Maybe Being Productive Is Bad

Who wants to do stuff anyway

Photo by Zelda Gardner/ Getty Images

I am already on record saying that I think it is a good thing to be late, so it should come as no surprise when I say the following: being productive is bad. Or, at least, if not bad, it's definitely overrated, and so should stop being sold so aggressively as being the best way to be.

And productivity's marketing is aggressive! It can feel impossible to escape the societal mandate of productivity. Everywhere you turn there's some article extolling the virtues of going to sleep right after dinner, or another reminding us that "the world's most successful people" wake up as early as 4am, or another tracking the different ways some people get more accomplished in an hour than others do in a week. All of this advice just seems to serve the idea that we should structure our lives around our potential to get more work done, which, pardon me for saying so, but: No, thank you. Gross.


This particular topic is of heightened personal interest to me right now for a specific reason: I was sick last week. I am rarely sick, which is nice, but what that meant was, as soon as I got sick, my thoughts turned to how I could still manage to get my work done. The reason for this was not that I love to work, but rather that I didn't want to make anyone else have to work harder in my absence. Guilt, as it turns out, is a big motivator in terms of my productivity.

And so I worked through my sickness, but only did as much as I could handle, which meant I answered emails less frequently, and slept later than normal, and prioritized the things that needed to be prioritized, but let slide those things that didn't. And everything worked out just fine. It was, in the end, an important reminder that the world does not run based on your hard work alone. If you want to wake up early, that's okay, but maybe don't do it so you can get more work done. Do it because you like to be alone and alert in the pre-dawn grayness, when the air feels saturated with stillness and there's no point in refreshing social media because everyone else is asleep. Do it because waking up early can feel like the antithesis of productivity, since it's really the perfect time to do nothing.

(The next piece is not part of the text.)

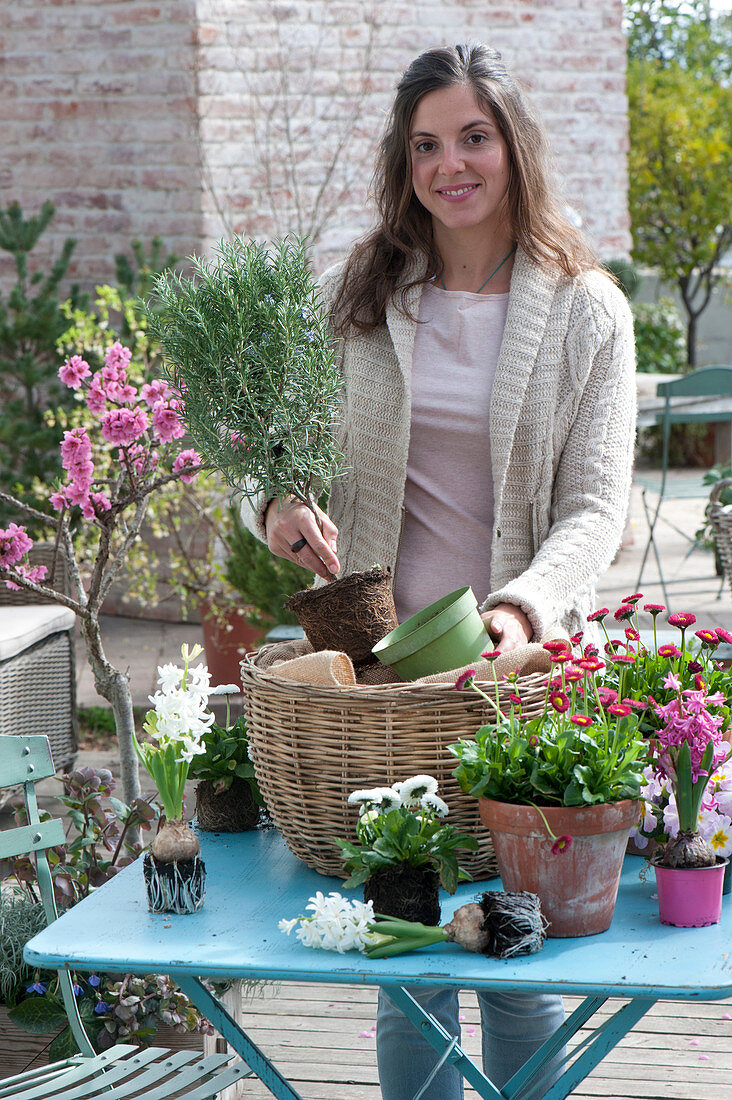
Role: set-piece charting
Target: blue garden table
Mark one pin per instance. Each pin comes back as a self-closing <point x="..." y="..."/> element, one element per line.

Or even better: Don't wake up early. Don't maximize your time. Make your time smaller and more specific. Do nothing. Do less than nothing. Work will get done. Or it won't. The thing is, it kind of doesn't matter.

So the next time you read about how someone's morning ritual involves waking up at 4:30am, so they can work out and get two hours of emailing done before blending up a customized protein shake and then heading into the office, just remember that this is not normal and is actually bad. And then go back to bed, where things are good.